Lydia Tar (Cate Blanchett) is a world-renowed composer and conductor who believes that music is a multidimensional realm of time and movement.
In the opening scene of this brilliant film written and directed by Todd Field, she is being interviewed by New Yorker writer Adam Gopnik (playing himself). Lydia dazzles the live audience as she smoothly and smartly fields questions about what it was like being the protégé of Leonard Bernstein; her amazing triumph of winning Emmy, Grammy, Oscar and Tony awards; and her love of Gustav Mahler’s music, especially the Fifth Symphony. (We thought if the movie had ended right there, it would have been worth watching for this wide-ranging discussion of the value and impact of music.)

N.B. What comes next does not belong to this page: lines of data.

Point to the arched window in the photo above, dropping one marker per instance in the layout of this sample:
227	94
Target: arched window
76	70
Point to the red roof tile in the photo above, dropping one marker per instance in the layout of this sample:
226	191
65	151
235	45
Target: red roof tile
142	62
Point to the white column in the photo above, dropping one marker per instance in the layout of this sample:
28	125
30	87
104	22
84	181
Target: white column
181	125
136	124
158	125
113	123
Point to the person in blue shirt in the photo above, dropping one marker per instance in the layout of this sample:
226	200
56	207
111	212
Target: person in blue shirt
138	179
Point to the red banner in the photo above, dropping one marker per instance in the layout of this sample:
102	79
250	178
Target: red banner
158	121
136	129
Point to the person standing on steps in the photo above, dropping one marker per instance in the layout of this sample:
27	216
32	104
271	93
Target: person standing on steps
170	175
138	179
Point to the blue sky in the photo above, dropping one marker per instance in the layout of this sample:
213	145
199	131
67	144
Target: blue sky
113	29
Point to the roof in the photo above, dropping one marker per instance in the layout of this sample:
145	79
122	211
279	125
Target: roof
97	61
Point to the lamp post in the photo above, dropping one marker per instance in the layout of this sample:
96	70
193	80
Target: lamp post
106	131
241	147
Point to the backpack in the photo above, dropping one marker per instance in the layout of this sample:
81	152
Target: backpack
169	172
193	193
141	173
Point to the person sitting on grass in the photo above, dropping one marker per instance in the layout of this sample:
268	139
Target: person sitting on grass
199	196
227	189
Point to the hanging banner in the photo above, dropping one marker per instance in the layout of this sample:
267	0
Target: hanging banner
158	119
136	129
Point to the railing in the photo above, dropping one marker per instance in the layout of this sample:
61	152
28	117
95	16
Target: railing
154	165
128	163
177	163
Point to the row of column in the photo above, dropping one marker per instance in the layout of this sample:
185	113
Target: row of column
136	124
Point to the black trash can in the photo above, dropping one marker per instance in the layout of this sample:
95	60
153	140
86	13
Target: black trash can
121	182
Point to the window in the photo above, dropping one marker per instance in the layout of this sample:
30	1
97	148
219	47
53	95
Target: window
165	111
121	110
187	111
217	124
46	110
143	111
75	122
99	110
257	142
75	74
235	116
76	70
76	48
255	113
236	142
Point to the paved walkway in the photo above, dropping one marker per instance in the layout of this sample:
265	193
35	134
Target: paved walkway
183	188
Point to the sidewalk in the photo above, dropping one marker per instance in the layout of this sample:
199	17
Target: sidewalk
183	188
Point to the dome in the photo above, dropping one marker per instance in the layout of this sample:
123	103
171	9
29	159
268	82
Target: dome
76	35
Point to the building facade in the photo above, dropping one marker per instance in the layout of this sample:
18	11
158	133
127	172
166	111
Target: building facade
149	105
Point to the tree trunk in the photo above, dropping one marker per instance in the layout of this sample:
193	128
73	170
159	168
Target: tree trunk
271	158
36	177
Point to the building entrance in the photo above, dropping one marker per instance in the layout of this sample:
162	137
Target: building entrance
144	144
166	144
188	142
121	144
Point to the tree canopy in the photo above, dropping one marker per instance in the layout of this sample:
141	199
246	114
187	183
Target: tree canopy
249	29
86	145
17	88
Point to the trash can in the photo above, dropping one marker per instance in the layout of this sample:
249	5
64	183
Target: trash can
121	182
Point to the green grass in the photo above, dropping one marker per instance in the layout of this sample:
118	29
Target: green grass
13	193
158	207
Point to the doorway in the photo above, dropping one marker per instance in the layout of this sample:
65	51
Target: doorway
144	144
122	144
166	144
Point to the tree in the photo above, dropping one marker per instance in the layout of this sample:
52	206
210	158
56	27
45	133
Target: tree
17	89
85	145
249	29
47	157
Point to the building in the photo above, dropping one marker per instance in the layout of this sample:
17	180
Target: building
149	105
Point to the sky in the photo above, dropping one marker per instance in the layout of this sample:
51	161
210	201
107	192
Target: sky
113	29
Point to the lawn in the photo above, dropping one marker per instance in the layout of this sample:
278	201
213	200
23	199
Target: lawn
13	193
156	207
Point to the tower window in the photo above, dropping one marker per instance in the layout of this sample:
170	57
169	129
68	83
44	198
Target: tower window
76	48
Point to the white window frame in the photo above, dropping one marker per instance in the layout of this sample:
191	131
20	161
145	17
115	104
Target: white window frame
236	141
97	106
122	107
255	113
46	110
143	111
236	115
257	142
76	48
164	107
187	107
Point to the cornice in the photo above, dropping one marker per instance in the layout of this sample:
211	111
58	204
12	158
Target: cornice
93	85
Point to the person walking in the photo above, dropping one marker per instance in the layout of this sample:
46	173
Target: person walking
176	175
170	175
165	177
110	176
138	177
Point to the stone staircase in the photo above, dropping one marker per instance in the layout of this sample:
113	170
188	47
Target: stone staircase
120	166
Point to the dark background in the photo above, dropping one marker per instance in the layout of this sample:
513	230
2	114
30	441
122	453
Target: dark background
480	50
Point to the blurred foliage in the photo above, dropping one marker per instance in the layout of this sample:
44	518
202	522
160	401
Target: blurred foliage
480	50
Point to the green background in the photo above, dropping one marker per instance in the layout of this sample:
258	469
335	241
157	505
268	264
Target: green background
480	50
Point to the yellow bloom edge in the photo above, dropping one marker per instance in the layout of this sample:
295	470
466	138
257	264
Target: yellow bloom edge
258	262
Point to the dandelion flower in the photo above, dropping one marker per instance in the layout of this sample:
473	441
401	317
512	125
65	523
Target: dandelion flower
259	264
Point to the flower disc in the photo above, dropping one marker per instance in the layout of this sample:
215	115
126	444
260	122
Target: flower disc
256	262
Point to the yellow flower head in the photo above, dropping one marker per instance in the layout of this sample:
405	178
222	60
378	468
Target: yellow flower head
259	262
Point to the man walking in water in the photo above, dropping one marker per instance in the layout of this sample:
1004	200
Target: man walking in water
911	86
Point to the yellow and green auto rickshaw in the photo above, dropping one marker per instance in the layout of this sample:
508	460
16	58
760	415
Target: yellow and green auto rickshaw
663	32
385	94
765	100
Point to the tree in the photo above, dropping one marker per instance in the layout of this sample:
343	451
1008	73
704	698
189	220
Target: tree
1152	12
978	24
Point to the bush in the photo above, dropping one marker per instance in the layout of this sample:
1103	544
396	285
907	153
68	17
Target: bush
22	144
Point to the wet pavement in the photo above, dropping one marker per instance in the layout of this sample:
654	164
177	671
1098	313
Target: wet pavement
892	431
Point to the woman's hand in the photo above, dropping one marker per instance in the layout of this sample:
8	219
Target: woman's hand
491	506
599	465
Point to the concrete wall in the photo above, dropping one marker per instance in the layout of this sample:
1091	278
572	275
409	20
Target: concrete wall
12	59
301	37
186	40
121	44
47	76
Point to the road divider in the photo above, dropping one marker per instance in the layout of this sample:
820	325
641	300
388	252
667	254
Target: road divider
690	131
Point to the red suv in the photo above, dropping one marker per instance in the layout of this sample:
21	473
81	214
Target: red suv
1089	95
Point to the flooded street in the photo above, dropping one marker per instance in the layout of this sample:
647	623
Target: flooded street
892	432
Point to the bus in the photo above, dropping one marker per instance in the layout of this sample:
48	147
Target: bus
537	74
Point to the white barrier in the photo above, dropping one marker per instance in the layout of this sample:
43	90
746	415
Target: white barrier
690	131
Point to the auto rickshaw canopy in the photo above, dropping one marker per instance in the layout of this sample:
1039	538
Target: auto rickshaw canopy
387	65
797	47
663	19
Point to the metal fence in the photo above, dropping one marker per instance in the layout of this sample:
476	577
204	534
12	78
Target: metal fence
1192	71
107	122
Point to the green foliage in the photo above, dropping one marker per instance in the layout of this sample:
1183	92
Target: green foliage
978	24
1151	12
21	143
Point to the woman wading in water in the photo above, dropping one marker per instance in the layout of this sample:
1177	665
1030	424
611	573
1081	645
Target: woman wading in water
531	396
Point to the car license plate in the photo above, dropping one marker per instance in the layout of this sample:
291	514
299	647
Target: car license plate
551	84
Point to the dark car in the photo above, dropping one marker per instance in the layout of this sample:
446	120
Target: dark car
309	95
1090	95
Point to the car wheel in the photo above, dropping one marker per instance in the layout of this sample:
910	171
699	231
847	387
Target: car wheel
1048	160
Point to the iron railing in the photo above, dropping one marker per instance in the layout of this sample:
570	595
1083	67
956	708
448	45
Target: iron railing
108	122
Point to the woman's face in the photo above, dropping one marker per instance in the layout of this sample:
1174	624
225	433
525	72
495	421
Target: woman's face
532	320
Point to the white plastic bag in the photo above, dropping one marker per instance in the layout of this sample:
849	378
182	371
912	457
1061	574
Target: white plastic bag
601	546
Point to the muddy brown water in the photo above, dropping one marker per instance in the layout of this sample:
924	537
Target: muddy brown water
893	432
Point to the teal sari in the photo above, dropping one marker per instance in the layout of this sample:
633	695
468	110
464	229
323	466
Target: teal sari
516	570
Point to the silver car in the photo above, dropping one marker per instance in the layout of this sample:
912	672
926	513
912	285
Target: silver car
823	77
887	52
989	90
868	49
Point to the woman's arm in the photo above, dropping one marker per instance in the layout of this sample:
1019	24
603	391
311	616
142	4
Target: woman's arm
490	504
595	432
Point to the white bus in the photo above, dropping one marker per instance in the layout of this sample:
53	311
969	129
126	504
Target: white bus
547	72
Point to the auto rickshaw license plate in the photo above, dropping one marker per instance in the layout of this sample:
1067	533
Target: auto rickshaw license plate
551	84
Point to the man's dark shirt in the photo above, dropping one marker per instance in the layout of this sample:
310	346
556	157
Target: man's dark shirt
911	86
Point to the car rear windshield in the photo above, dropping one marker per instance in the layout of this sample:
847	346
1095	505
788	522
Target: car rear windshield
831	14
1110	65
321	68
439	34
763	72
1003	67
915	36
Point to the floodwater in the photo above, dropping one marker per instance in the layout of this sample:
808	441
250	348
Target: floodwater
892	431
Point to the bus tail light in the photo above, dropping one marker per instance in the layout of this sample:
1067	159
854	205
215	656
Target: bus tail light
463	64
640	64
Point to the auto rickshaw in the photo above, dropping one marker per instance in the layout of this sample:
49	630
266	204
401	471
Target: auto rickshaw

Lydia divides her busy life between Berlin where she conducts the Berlin Philharmonic and New York where she teaches a master class at Julliard. On top of all that, she has just finished a new book which is filled with wisdom she has gathered through the years.
In an NPR Interview with Todd Field, he was asked, “What made you want to tell this story?” He answers:
“Well, I’d been thinking about this character for a very long time and sort of been asking myself some questions of how we look at power. Like, who has it? Who feeds it? Who benefits? From the beginning of time, that hasn’t really been a question. Those individuals have been male and the last 2,000 years, predominantly white males. So we’re attenuated to how we’re supposed to feel about that. And potentially, the tempo of arriving at that feeling narrows the possibilities of examining how the pyramid of power actually functions. So it felt sort of important that maybe our lead character wasn’t a male and that perhaps we would have a slightly more nuanced way of asking some questions.”
In the first part of Tar we watch a woman wield her power, which has been earned through her immense talent. Ambitious and competent, she nevertheless can’t avoid the stresses of a competitive world. As viewers, we soon realize that we are watching the beginning of a downfall.
At Julliard she berates and humiliates a student (Zethphan D. Smith-Gneist) as a “as a BIPOC, pan-gender person,” because he discounts the genius of the white male Bach. After learning that her daughter is being bullied at school, she confronts the bully with a viciousness that is frightening. Challenged by her wife (Nina Hoss), she succumbs to other power plays.
Throughout, Cate Blanchett delivers an Oscar-worthy performance that is both daring and unsettling. Viewers may alternate between thinking she is a monster to wondering if she is a victim of cancel culture, ostracized because the establishment cannot tolerate her success or her idiosyncrasies. It’s hard to decide whether to feel sorry for Lydia or to worry about her.
She seems to be confused as well. The strange noises she hears in her apartment at night not only indicate that her perfectionistic world is falling apart, they seem to be a metaphor for her increasing inability to handle both outer and inner noise.
Writer and director Todd Field challenges us to ponder the spiritual complexities of power through the lens of the particular world of orchestral music. But what he uncovers through the fascinating character of Lydia, upon reflection, will be more familiar than you expected her to be.